Shel Horowitz cherchait à comprendre comment les États-Unis avaient pu s’enfoncer de la sorte pendant les huit ans de la présidence de George W. Bush. Le soir du 4 novembre 2008, quand on a annoncé que Barack Obama devenait président des États-Unis, il s’est dit que ses prières avaient été exaucées.
Aujourd’hui, un an plus tard jour pour jour, il se demande ce qui s’est passé.
La ligne dure qu’Obama avait adoptée pour critiquer les politiques républicaines, alors qu’il était candidat à la présidentielle, a laissé place à un discours beaucoup plus consensuel maintenant qu’il est le premier homme du pays.
Les démocrates qui souhaitaient voir les républicains déstabilisés par l’arrivée du premier président noir se demandent ce qui est arrivé à Obama, qui promettait un changement drastique.
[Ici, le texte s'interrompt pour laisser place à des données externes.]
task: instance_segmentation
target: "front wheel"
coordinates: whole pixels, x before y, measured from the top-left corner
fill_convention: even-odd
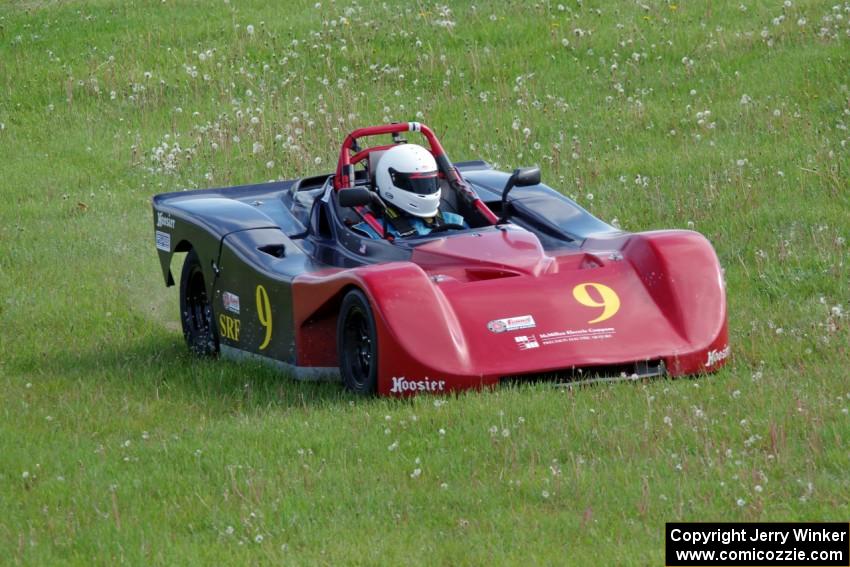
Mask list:
[[[373,395],[378,388],[378,336],[362,291],[351,290],[342,300],[336,336],[343,384],[355,394]]]
[[[195,250],[186,255],[180,274],[180,321],[192,353],[199,356],[215,356],[218,353],[215,316],[207,296],[201,260]]]

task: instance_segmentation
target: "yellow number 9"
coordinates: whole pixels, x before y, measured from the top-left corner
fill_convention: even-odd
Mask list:
[[[596,290],[596,293],[602,296],[602,301],[596,301],[592,297],[590,297],[590,293],[587,291],[588,288],[593,288]],[[600,321],[604,321],[606,319],[610,319],[614,316],[617,311],[620,310],[620,298],[617,296],[617,292],[608,287],[607,285],[597,284],[597,283],[583,283],[578,284],[573,288],[573,297],[576,298],[576,301],[584,305],[585,307],[602,307],[602,314],[588,321],[588,323],[599,323]]]
[[[260,325],[266,328],[266,338],[260,345],[260,350],[263,350],[272,340],[272,305],[269,303],[266,288],[261,285],[257,286],[257,318],[260,320]]]

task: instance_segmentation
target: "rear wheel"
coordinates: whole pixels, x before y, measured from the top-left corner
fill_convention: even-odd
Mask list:
[[[354,289],[342,300],[337,322],[337,353],[345,387],[370,396],[378,387],[378,336],[368,298]]]
[[[201,260],[194,250],[186,255],[180,275],[180,320],[190,351],[198,356],[215,356],[218,353],[215,316],[207,297]]]

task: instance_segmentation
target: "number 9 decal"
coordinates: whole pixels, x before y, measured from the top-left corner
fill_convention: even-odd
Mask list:
[[[590,296],[588,288],[593,288],[596,293],[598,293],[602,297],[602,301],[596,301],[595,299],[593,299]],[[576,301],[578,301],[585,307],[602,308],[602,313],[599,315],[599,317],[588,321],[588,323],[590,324],[599,323],[601,321],[605,321],[606,319],[610,319],[617,313],[617,311],[620,310],[620,298],[617,296],[617,292],[615,292],[607,285],[597,283],[578,284],[573,288],[573,297],[575,297]]]
[[[260,345],[260,350],[263,350],[269,346],[269,341],[272,340],[272,305],[269,302],[269,294],[266,293],[266,288],[261,285],[257,286],[257,318],[260,320],[260,325],[266,329],[266,338]]]

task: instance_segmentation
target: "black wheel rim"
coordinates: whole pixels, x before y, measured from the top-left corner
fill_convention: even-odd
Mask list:
[[[189,285],[186,290],[186,321],[199,339],[198,346],[203,345],[206,338],[210,336],[211,321],[207,292],[204,289],[204,275],[198,269],[189,276]]]
[[[354,307],[345,320],[344,352],[348,375],[358,387],[369,380],[372,372],[372,337],[366,314]]]

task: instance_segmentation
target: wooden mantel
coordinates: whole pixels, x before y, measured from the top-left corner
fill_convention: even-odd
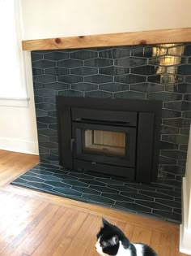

«J’aimerais qu’il soit beaucoup, beaucoup plus ferme et qu’il reconnaisse qu’il n’a rien à perdre quand il attaque les républicains», avoue Shel Horowitz. En le voyant agir ainsi, plusieurs personnes sont déçues puisqu’elles s’attendaient à voir des changements importants se réaliser rapidement. Elles perdent un peu confiance en lui.»
Horowitz a d’ailleurs créé un blogue pour exprimer son mécontentement envers le président américain et son approche un peu trop douce à son goût.
Dans son blogue, il a entre autres écrit un discours pour le président, où Obama dénoncerait l’usage de la force dans les conflits et où il retirerait toutes les troupes du pays. Et où il renoncerait à son prix Nobel.
Pourquoi les Américains sont divisés
Le fossé qui sépare démocrates et républicains aux États-Unis s’est creusé depuis l’arrivée de Barack Obama, il y a un an.
«Il y a une raison principale qui explique pourquoi les gens sont fâchés, indique Ryan Teten, professeur de politique à l’Université de Louisiane. Même si un candidat promet qu’il travaillera avec les deux côtés de la Chambre, dans les faits, c’est différent. Avec leur majorité, les démocrates ont ignoré les républicains.»
Ce n’est pas une bonne chose pour les électeurs indépendants qui ont choisi Obama pour le changement, mais pas pour un changement complet, croit le professeur.